Because it just sounds so good, though it may be only simply dramatic. Honestly, I have no idea how to go about talking about this man's poetry. But I can say, having read PL four (or more) times, I think I'm starting to like it, not just admire it. It kind of grows on you. And the parts that seemed simply stupid begin to make a paradoxical sense. But only if you look at it the right way. The interested way.

And finally, today, to have written a poem that has some sonic movement to it. It feels like it's been years. It always feels that way, though, I think, doesn't it?

Saturday, April 02, 2005

 
The most recent New Yorker has a fantastic article on Basquiat (by Peter Schjeldal). I haven't been to this most recent show, but I love the man's paintings. That self-removed-from-engrossed-self is, well, engrossing. It is the quality above any other that teases motion out of a canvas, though there isn't any technical way of describing it that I'm aware of. And what all the great painters have, of whatever style they engage in, from David to Rembrandt to, yes, Warhol--they keep the canvas moving. (not that I'm saying Warhol is 'Great,' in my opinion, but he's always fun to look at, and very much alive.)

The same goes with poets in a way. They keep the poem moving, the parts related dynamically--I don't mean dramatically, by the way, when I say dynamically. This quality's primacy is why criticism, especially school-centered criticism, can only at best half-answer to a poem's manifest poemness, in my opinion, as exciting and satisfying as such criticism can be to read while you're reading it. Not that schools aren't important and necessary, they are needed to both free and pattern a poet's ability to engage with her/his craft; but they have such minor predictive value. They aren't so close to the present as perception is, to reality.
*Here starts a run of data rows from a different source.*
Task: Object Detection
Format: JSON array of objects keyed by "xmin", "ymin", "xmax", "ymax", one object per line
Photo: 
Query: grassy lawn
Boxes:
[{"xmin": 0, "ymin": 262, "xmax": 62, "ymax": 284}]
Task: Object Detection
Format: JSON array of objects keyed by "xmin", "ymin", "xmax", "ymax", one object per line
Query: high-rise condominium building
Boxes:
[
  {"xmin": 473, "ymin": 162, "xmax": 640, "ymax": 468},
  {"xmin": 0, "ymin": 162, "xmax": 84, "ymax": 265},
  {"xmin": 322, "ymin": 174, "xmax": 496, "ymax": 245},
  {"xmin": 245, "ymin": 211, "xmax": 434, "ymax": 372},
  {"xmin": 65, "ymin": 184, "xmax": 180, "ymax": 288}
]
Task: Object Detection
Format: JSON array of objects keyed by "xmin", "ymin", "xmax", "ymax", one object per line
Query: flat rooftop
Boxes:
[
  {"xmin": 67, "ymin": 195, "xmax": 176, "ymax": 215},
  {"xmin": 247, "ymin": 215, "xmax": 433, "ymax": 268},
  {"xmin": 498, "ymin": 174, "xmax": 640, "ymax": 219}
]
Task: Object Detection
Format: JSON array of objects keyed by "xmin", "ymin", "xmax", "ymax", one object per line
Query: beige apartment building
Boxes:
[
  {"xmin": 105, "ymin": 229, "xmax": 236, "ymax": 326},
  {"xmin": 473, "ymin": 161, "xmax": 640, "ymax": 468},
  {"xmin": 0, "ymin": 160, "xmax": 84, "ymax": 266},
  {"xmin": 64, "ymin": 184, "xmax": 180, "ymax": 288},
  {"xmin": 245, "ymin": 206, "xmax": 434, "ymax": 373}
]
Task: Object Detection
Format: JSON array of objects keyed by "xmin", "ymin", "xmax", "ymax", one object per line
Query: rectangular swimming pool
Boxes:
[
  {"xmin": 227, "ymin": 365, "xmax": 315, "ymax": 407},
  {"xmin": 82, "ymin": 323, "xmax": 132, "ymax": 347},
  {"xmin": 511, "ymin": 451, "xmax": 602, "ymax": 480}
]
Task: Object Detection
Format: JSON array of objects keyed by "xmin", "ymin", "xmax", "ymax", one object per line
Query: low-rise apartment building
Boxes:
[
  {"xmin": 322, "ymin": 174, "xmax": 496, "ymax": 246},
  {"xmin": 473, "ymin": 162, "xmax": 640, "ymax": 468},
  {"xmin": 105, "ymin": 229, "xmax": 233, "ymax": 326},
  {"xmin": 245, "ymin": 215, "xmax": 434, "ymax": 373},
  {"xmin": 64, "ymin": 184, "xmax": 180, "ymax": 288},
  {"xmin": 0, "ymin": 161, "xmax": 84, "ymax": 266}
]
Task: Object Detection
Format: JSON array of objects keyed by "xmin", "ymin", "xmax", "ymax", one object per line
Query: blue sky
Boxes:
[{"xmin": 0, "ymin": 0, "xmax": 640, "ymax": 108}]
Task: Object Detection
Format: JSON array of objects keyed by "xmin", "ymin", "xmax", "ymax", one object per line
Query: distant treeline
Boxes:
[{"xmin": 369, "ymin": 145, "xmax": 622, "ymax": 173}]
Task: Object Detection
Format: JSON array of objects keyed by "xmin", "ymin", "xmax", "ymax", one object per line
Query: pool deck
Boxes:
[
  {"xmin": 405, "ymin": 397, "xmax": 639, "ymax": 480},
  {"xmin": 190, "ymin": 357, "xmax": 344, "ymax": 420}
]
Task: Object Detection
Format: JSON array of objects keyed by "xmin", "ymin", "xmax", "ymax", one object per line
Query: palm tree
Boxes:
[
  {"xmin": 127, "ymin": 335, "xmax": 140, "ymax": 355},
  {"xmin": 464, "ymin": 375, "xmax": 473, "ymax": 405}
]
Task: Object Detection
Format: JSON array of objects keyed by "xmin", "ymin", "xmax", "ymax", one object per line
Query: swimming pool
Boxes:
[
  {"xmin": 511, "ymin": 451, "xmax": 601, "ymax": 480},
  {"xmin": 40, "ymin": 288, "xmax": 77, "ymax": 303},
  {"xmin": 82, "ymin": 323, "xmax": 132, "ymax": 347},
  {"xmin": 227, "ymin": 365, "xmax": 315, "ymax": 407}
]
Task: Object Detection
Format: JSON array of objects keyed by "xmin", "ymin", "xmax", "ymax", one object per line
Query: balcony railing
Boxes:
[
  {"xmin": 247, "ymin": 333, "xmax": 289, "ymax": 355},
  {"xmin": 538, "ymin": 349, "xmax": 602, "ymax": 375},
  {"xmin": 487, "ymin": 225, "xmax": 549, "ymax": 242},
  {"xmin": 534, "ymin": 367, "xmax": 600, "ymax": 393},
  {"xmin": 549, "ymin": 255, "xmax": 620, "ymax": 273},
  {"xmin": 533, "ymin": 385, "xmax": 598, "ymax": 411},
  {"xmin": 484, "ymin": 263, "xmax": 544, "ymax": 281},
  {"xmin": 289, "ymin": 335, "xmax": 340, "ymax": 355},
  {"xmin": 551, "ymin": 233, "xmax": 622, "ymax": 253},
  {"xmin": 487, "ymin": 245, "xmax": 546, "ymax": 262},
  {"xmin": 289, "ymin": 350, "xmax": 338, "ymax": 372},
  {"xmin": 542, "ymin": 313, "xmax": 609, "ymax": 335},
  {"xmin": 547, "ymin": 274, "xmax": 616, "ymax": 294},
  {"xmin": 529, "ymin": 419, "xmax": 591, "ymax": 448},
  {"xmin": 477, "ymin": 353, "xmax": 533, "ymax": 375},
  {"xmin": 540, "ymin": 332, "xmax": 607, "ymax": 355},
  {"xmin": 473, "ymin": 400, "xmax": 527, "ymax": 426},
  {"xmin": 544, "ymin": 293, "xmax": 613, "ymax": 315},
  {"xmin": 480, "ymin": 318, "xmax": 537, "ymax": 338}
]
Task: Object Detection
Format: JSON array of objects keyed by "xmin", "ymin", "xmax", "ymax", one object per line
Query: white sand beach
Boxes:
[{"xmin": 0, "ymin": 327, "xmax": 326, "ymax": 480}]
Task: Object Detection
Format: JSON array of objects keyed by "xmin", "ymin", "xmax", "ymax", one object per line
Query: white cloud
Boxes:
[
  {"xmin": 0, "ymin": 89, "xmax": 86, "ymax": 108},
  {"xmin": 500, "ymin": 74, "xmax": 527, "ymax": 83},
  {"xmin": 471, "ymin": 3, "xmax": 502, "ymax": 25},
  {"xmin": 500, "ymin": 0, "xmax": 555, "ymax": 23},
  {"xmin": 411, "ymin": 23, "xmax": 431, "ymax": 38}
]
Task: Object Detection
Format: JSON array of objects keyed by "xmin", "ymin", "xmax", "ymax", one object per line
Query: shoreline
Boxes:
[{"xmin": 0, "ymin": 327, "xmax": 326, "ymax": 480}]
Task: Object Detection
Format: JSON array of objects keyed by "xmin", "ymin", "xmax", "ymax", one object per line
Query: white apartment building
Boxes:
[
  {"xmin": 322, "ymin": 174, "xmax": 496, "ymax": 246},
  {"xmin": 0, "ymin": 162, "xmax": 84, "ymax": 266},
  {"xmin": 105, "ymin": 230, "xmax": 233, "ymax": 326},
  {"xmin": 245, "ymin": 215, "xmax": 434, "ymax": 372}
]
Anyway, I remember first seeing Basquiat's work, at the Whitney retrospective in (I think) 1992 (it may have been 2 years before or after). Absolutely blew my mind. If you can get to this one, I'd highly suggest it. And also love to hear how it was.

On another note, regarding Robert Creeley dying, I've been very affected by it. Other poets I've admired have died, and they have seemed public in their dying. But Creeley, despite his age, feels like a contemporary. I mean that as a compliment, obviously. He's not 'just' some writer who occupies a niche in the evolution of American poetry--he really was right there with you, in the poems. And it seems strange somehow that he can die, being ageless like that.

I remember reading "I know a man" in 1993, in an undergrad workshop--a classmate was pretty excited about the New Testament symbolism, and going on about it, and I was like, no, that has nothing to do with it, look how these lines move! He really was such a good poet, and I'm grateful for what he wrote. Rest in peace, indeed, gone-back-where-you-came-from.